The Court appeared to cast aside the issue of whether the dissipation of the tort recovery was "wrongful" conduct by the ERISA plan member. Instead, the Court found such conduct—wrongful or not—did not change the analysis and conclusion that relief in such a situation was not "typically available in equity." Justice Ginsburg, the lone dissenting member, noted the patent unfairness of rewarding a plan member's flagrant breach of plan terms, and wondered rhetorically "What brings the Court to that bizarre conclusion?"

The Court considered and rejected the plan's argument that similar forms of relief existed in equity over dissipated assets, finding that those forms of relief were not "typical" in equity and were simply a product of the equity courts' ancillary ability to provide legal relief.

The court also rejected the plan's argument that Sereboff's "strict tracing" language meant the plan could recover regardless of dissipation, noting instead that nothing in Sereboff altered the requirement that "the plaintiff must still identify a specific fund in the defendant's possession to enforce the lien."

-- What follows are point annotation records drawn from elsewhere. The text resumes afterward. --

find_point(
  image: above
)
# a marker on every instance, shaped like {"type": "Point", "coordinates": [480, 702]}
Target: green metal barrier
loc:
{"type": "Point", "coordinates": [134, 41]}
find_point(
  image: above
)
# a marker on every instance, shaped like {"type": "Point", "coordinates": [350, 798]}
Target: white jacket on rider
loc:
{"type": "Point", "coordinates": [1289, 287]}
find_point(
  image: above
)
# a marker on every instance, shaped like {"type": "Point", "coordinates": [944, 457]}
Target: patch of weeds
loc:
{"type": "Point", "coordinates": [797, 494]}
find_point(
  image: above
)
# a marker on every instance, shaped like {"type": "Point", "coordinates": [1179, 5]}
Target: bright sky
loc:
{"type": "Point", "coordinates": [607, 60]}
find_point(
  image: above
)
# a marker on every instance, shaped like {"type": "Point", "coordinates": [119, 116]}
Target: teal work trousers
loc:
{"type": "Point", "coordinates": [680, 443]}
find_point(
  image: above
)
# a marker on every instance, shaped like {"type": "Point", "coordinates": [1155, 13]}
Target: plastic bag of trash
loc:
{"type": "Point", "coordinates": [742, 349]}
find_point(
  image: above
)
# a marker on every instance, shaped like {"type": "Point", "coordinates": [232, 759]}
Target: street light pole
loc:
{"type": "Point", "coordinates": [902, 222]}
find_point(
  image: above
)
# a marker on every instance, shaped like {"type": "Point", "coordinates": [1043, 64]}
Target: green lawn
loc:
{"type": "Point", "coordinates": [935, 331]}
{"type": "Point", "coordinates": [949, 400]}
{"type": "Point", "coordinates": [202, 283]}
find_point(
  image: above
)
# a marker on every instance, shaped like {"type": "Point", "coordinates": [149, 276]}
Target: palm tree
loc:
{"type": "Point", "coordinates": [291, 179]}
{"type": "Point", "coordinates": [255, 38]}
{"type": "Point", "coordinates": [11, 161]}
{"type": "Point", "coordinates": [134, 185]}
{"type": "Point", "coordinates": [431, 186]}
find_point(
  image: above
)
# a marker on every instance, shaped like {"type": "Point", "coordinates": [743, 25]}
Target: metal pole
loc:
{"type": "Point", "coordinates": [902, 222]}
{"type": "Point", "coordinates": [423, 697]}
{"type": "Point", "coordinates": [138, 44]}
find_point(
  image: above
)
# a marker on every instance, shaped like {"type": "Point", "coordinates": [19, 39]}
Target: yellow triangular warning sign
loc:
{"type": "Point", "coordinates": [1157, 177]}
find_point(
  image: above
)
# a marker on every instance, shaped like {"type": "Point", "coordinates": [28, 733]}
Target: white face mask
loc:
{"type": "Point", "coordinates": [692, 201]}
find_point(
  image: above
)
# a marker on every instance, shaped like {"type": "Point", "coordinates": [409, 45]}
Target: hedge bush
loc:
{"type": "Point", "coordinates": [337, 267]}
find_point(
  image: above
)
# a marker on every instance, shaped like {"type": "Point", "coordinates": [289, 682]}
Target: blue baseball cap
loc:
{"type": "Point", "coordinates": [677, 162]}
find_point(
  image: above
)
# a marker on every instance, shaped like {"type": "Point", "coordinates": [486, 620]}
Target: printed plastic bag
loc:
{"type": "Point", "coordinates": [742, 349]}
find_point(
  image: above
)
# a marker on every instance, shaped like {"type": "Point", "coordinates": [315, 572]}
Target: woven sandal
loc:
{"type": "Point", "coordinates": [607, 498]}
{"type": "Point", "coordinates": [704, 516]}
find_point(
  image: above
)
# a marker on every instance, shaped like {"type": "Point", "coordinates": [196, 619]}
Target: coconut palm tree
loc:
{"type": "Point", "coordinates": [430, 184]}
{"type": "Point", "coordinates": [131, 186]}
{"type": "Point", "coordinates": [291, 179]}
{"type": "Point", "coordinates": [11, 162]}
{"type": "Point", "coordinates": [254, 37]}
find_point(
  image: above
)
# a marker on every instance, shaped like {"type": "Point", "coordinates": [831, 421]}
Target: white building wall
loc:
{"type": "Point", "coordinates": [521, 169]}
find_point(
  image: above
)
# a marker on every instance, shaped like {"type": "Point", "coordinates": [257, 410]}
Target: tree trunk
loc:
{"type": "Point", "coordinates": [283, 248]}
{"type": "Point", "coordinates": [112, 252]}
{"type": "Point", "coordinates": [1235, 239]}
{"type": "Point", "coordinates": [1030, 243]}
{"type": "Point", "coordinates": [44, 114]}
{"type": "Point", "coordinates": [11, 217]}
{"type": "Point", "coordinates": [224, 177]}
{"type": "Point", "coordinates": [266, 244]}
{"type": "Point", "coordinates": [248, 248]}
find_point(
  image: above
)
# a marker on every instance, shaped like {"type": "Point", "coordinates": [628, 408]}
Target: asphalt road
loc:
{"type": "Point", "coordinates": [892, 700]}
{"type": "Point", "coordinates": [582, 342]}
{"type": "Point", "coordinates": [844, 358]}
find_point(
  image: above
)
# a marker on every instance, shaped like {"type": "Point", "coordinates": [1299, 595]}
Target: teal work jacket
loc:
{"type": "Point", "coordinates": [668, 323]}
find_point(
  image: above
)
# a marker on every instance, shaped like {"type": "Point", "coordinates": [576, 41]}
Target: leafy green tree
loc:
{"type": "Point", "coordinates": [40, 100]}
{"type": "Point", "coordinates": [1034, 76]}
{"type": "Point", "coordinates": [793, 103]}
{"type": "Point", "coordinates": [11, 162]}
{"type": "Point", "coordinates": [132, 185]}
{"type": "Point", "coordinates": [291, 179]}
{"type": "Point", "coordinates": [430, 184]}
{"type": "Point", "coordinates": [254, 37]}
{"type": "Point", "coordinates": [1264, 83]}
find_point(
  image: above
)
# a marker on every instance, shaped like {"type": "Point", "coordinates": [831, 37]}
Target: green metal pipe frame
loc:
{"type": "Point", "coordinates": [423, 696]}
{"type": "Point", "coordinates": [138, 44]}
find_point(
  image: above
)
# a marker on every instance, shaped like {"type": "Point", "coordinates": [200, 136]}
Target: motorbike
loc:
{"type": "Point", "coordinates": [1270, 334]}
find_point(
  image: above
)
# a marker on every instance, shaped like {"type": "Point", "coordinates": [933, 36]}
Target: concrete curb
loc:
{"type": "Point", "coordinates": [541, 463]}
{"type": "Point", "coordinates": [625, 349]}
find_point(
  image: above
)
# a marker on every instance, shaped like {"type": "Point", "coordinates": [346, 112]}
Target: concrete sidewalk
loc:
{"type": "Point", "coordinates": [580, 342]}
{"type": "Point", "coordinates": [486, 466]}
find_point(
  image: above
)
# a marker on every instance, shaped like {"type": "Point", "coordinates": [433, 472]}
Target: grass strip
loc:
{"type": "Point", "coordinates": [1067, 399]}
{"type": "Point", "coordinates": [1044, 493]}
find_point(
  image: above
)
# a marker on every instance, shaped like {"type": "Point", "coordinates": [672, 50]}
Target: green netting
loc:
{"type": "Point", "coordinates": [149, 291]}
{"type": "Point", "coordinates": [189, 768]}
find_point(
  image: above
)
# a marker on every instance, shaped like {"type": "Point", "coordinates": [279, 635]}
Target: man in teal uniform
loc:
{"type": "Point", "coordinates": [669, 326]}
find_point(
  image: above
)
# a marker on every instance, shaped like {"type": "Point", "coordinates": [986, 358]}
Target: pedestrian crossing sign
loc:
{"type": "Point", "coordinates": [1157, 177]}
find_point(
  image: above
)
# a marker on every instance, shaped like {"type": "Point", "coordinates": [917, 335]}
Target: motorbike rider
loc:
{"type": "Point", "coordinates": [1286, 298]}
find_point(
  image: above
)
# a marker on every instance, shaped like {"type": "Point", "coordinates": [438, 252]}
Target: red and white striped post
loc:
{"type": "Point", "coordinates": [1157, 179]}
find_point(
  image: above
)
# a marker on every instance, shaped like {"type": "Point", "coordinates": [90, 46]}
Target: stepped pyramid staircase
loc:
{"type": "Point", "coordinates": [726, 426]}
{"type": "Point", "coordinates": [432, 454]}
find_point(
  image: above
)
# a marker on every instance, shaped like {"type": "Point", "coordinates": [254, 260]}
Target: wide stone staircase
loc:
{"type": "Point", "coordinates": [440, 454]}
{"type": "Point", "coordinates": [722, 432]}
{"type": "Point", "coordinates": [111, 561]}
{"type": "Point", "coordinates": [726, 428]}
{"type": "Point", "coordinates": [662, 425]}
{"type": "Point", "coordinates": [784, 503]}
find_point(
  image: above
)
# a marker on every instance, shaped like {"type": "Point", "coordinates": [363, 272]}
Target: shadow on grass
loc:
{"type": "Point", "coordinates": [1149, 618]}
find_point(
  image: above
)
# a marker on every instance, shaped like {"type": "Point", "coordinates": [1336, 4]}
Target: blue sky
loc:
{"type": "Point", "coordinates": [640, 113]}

Lastly, and perhaps in the opinion's weakest moment, the Court cast aside the plan's policy arguments, which focused on ERISA plan solvency and the creation of perverse incentives whereby ERISA plan participants can simply defeat equitable liens by breaching the very plan language under which they accepted the benefits coverage. The Court casually suggested that it would normally be quite easy for the plan to prevent dissipation of settlement funds, and that the decision will not pose much hardship or additional costs on plans. This section of the opinion (which Justice Alito notably refused to join) is startlingly naïve. While it is true that ERISA plans are at times aware of recoveries or potential recoveries before or shortly after they occur, often they are not. Often ERISA plans are met with resistance at every turn and do not even learn about settlements or recoveries until long after they occur, despite diligent pursuit of information regarding them. In short, encouraging ERISA plan participants to dissipate recoveries on non-traceable items creates poor incentives and invariably will raise litigation costs. The Court weakly supported its conclusion in this regard by noting that the plan had 14 days' notice that the participant's lawyer might disperse the funds to the participant but did not object, and then waited six months to actually bring suit. Seemingly, though, under the Court's analysis it would have made no difference if the plan participant's lawyer gave 48 hours' notice and the plan sued much sooner.


The result in Montanile was not entirely surprising, given that the Court in Knudson had laid the groundwork for such a result. It remains to be seen whether personal injury lawyers and their clients will seize on Montanile and attempt to frustrate plan reimbursement claims by hiding the ball on settlement and quickly spending the funds in such a way as to avoid plans' claims. It similarly remains to be seen whether ERISA plans will continue to provide coverage at all in third-party liability situations, given that plans are not required under ERISA to extend such coverage in the first place. Moreover, even under the majority opinion, it appears plans have avenues of relief in the event settlement funds are spent on "traceable" items. However, these avenues will undoubtedly result in more litigation costs and perhaps invasive discovery into ERISA plan members' finances. A further result is likely to be greater (and more prompt) activity by ERISA plans in securing injunctive relief to preserve settlement funds intact and prohibit plaintiffs from benefitting from their own breach of plan terms. This may, in turn, make settlement of such claims more difficult. In short, while the result in Montanile is a blow to ERISA plans, it may have negative consequences for both plans and participants alike.


1. The author was co-counsel for the ERISA plan in McCutchen.